Nigeria’s controversial decision to scrap fuel subsidies left the country better prepared to capture a windfall from spiking oil prices, and protect consumers from higher costs, the top energy advisor to President Bola Tinubu told Semafor. For Nigeria, rising oil prices are a mixed blessing: As Africa’s top producer of crude, it stands to gain more from exports, but since the country still relies heavily on imported refined products it remains highly exposed to price shocks — drivers in particular, as well as the large number of people who rely on diesel generators for electricity.
Getting rid of fuel subsidies — which Tinubu did upon taking office in 2023 — means more risk for consumers, with a presidential election coming in January. But it also makes Nigeria a more attractive destination for energy investors, Olubukola Verheijen, Tinubu’s special advisor on energy, said on the sidelines of CERAWeek. Since Tinubu became president, she said, the country has locked in more than $8 billion in new drilling projects, with another $20 billion under development.
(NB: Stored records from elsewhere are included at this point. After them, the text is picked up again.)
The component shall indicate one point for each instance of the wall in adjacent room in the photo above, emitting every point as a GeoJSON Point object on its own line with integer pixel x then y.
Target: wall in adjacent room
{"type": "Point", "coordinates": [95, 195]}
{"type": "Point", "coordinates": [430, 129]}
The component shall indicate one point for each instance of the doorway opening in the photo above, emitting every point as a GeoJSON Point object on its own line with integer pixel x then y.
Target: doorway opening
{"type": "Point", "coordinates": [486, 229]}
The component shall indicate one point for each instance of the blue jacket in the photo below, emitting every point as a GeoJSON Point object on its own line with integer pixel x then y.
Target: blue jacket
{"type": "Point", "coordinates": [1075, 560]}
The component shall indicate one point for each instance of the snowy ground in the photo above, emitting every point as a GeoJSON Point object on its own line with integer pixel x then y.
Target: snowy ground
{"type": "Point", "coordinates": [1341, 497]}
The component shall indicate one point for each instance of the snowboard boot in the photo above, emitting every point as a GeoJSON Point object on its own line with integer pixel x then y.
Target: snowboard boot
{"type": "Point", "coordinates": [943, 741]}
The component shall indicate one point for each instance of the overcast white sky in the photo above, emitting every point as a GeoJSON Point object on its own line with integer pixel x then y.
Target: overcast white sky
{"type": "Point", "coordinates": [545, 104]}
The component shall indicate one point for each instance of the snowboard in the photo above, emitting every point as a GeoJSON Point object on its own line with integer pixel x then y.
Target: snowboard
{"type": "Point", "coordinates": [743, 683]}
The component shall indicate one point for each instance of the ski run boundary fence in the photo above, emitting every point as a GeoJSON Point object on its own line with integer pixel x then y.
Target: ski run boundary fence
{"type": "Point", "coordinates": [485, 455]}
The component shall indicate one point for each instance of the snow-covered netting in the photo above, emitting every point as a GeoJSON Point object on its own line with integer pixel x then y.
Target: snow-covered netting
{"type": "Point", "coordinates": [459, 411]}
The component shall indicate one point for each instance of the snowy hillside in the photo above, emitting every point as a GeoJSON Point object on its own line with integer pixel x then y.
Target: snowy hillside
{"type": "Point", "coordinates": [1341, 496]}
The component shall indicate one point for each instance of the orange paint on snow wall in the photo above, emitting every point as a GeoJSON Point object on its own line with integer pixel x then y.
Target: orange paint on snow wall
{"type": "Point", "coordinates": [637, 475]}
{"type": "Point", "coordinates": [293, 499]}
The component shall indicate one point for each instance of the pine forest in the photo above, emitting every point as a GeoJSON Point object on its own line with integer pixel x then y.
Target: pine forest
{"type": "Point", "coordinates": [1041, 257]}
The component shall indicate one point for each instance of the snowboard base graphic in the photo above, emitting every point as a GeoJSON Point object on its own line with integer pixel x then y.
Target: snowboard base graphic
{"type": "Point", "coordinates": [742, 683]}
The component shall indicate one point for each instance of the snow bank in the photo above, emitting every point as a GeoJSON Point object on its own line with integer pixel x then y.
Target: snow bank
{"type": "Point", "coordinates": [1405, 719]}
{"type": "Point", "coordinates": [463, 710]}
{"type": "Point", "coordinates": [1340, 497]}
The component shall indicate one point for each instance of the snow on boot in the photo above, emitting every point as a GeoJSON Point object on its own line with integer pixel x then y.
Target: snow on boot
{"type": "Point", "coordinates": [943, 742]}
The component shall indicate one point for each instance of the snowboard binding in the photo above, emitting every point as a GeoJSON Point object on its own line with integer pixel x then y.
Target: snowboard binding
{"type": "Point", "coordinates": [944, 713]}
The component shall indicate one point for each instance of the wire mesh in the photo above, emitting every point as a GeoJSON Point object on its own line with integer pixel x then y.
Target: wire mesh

There are no plans to reintroduce fuel subsidies, Verheijen said, even though for now pump prices are 50% higher than they were before the Iran war started. Tinubu’s administration, she said, is counting on the market to solve that problem on its own. “We’ve been very deliberate in designing our economy to be much more disciplined and commercially driven,” she said. “The reforms we took were designed to drive our own energy security agenda and decouple from exactly this kind of volatility.”